Не только контрразведка задавалась вопросом об истинном роде моих занятий. Как-то мы сидели в ресторане с будущим министром
иностранных дел Кнутом Фрюденлундом, которого я знал еще со времени его работы помощником министра. У меня на протяжении многих лет были с ним хорошие личные отношения.
«Скажите мне, — говорит Фрюденлунд. — У вас в посольстве два советника. Один из них — Смирнов, второй — вы. Один из вас должен быть резидентом КГБ. Вы — кто?» Я отшучиваюсь: «А кем бы вы хотели меня видеть?» «Вообще-то, мне интереснее беседовать с резидентом», — с улыбкой отвечает он.
Расставание с Норвегией было трогательным. Здесь было все: и радость, и невзгоды, и светлое, и мрачное. Я полюбил эту страну. Посол устроил прием по случаю завершения моей командировки. В тот же день правая газета «Моргенбладет» поместила статью с моим портретом и фотографией квартиры в Осло под заголовком: «Здесь живет резидент КГБ в Норвегии».
Думаю, что целью публикации было отпугнуть моих гостей. Но пришли все приглашенные, включая Эйнара Герхардсена.
Глава 8
ХРУЩЕВ И КОСЫГИН
За время работы в Норвегии мне довелось поближе узнать двух высших государственных деятелей Советского Союза, каждый из которых по-своему пробудил надежды на осуществление назревших реформ в экономике и сделал практические шаги в этом направлении. Н.С. Хрущев, который был Первым секретарем ЦК КПСС с 1953 года и главой правительства в 1958-1964 годах, посетил Норвегию с официальным визитом летом 1964 года, когда я был еще сравнительно молодым офицером разведки. А.Н.Косыгин, ставший Председателем Совета Министров СССР в 1964 году, нанес визит в Осло через 7 лет, когда я завершал третью командировку в эту страну в должности резидента.

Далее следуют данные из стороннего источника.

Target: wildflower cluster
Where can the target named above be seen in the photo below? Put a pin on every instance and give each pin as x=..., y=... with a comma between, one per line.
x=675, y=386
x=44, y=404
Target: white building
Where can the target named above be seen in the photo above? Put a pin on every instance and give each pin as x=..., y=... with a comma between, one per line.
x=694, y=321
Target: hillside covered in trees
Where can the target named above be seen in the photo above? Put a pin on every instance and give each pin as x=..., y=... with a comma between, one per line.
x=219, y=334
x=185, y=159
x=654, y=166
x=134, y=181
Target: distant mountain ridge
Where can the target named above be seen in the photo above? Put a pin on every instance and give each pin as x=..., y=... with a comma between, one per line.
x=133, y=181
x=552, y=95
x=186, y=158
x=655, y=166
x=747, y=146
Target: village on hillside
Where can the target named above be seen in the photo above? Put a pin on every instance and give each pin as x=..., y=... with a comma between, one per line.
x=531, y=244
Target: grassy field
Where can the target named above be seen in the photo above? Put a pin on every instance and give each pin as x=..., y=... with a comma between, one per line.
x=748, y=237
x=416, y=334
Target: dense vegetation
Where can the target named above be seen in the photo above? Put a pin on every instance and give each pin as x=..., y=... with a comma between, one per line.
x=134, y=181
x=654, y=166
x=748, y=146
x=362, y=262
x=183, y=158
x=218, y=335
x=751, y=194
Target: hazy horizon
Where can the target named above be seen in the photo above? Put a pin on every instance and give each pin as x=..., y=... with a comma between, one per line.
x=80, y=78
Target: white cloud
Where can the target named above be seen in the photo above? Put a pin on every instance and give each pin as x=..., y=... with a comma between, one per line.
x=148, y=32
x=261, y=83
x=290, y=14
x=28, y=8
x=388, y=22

Хрущев останется в истории как политик, резко отмежевавшийся от тоталитарного режима, насажденного в стране Сталиным. Он выступил за более открытое и демократичное общество, не прибегающее к чрезмерному принуждению и исключающее политические репрессии. В сфере внешней политики он стремился к снижению уровня противостояния с капиталистическими странами. Слово «оттепель», которое зачастую применяется как синоним начального периода его руководства страной, на мой взгляд, достаточно точно отражает истинное положение вещей. Оттепель, но не более.
Впервые я познакомился с Хрущевым во время поездки в Советский Союз председателя внешнеполитического комитета стортинга Финна My весной 1958 года.
Депутат парламента, журналист и специалист-международник, Финн My был знаком мне как человек, свободный от навязываемых буржуазной пропагандой стереотипов в представлениях о Советском Союзе. Он был неизменно вежлив и скромен, отличался непредвзятостью и производил благоприятное впечатление. В Норвегии его рассматривали как политика, сдержанно относящегося к чрезмерно тесному сотрудничеству с НАТО. Он был активным приверженцем политики Э. Герхардсена, направленной на неразмещение в мирное
время на территории Норвегии ядерного оружия и иностранных войск и поддержание добрососедских отношений с СССР.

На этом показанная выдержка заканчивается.